Multiscale kinetic transport models for the spread of epidemics with uncertain data

Most epidemiological models are rooted in the pioneering work proposed by Kermack and McKendrick and are based on systems of deterministic ODEs, which describe the temporal evolution of the spread of an infectious disease assuming population and territorial homogeneity. Generally, the concept of the average behavior of a population is sufficient to have a first reliable description of an epidemic development, but the inclusion of the spatial component becomes crucial when it is necessary to consider spatially heterogeneous interventions, as in the case of the COVID-19 pandemic. Moreover, any realistic data-driven model must take into account the large uncertainty in the values reported by official sources such as the amount of infectious individuals.
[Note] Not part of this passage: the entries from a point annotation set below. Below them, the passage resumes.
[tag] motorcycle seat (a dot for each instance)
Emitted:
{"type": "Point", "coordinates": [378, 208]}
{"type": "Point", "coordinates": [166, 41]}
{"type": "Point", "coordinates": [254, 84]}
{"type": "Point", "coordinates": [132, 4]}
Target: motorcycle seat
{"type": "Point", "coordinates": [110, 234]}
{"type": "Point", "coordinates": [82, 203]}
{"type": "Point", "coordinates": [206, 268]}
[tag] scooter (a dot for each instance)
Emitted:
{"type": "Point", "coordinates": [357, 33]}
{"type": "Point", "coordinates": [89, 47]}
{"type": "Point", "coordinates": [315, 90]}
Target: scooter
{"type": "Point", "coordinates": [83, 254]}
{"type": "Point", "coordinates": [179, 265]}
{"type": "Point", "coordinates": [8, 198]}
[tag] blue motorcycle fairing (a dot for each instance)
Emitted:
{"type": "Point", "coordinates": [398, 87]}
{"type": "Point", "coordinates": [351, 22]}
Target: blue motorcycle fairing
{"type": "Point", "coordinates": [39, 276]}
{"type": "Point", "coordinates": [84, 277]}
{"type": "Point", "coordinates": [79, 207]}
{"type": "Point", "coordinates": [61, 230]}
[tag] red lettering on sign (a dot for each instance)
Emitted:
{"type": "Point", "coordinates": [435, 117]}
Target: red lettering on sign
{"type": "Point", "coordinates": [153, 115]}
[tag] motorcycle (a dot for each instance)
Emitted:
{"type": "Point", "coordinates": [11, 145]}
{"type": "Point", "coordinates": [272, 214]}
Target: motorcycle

In this work, drawing inspiration from kinetic theory, recent advances on the development of stochastic multiscale kinetic transport models for the spread of epidemics under uncertain data are presented. The propagation of the infectious disease is described by the spatial movement and interactions of individuals divided into commuters moving in the territory on a wide scale and non-commuters acting only on urban scales. The resulting models are solved numerically through a suitable stochastic Asymptotic-Preserving IMEX Runge-Kutta Finite Volume Collocation Method, which ensures a consistent treatment of the system of equations, without loss of accuracy when entering in the stiff, diffusive regime. Application studies concerning the spread of the COVID-19 pandemic in Italy assess the validity of the proposed methodology.